[RFC] history editing vs history presentation

Wed Jun 10 13:25:35 BST 2009

On Tue, 2009-06-09 at 17:25 -0700, Maritza Mendez wrote:

> This a most articulate and comprehensive summary of the case for
> "history editing."   I am sure this will help keep the complicated
> discussion in focus.
> 
> Disclosure: I am one of those people who prefer not to use history
> editing.  What I mean by this is the potential abuses of history
> editing outweigh the benefits for my team.  I say this even though I
> have been greatly tempted to edit commit messages for profanity or
> misleading info.  But I resist the temptation because it is a slippy
> slope.  Yet I recognize that there are other legitimate uses for
> history editing and I respect the opinions of people who want to see
> this in bzr.  
> 
> I would ask that the following ideas be considered in the discussion
> if possible:
> 
> 1. Allow bzr-init to set a non-revocable policy (property of a format)
> when a branch is created about whether (and what kinds) of history
> editing will ever be allowed on that branch.  This sounds simple but
> might not be.  Checkouts would have to inherit from their parents I
> think, and successively unbinding and rebinding might cause ugly edge
> cases.  

We have this today, though its not irrevocable - the
append_revisions_only setting.

To make an irrevocable setting I think it would have to do a commit
(otherwise just restoring from backup would be enough to undo the
setting). And if its in history, how can user branches tell that the
setting shouldn't apply to them (because they are just the scratch area
a dev works on at first). As Stephen says, making proofs about code
seems to devolve to digital signatures on commits.

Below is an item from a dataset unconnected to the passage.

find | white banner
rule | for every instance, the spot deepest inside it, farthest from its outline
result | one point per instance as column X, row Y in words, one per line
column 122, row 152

For a proof, consider that any logic we put in bzr can be trivially
bypassed by simply disabling the checks in a copy bzr and then doing the
history edit on another machine, and finally doing a copy to overwrite
the database. If you prohibit copy and only permit semantic bzr commands
then you limit the people that can do this in your organisation.

Diminishing returns apply here. I think it is sufficient to have a
setting which bzr honours, and which the users that can toggle it can be
limited by regular system permissions. That lets the group of folk that
can fiddle things be sharply restricted. If you're on a unix that allows
mandatory auditing you can then also get an audit log of changes to the
config file that an auditor would ask about.

This isn't to say that what you are asking about isn't desirable in some
circumstances, rather about choosing what parts are feasible and
reasonable to do in bzr, and what should be done outside of bzr.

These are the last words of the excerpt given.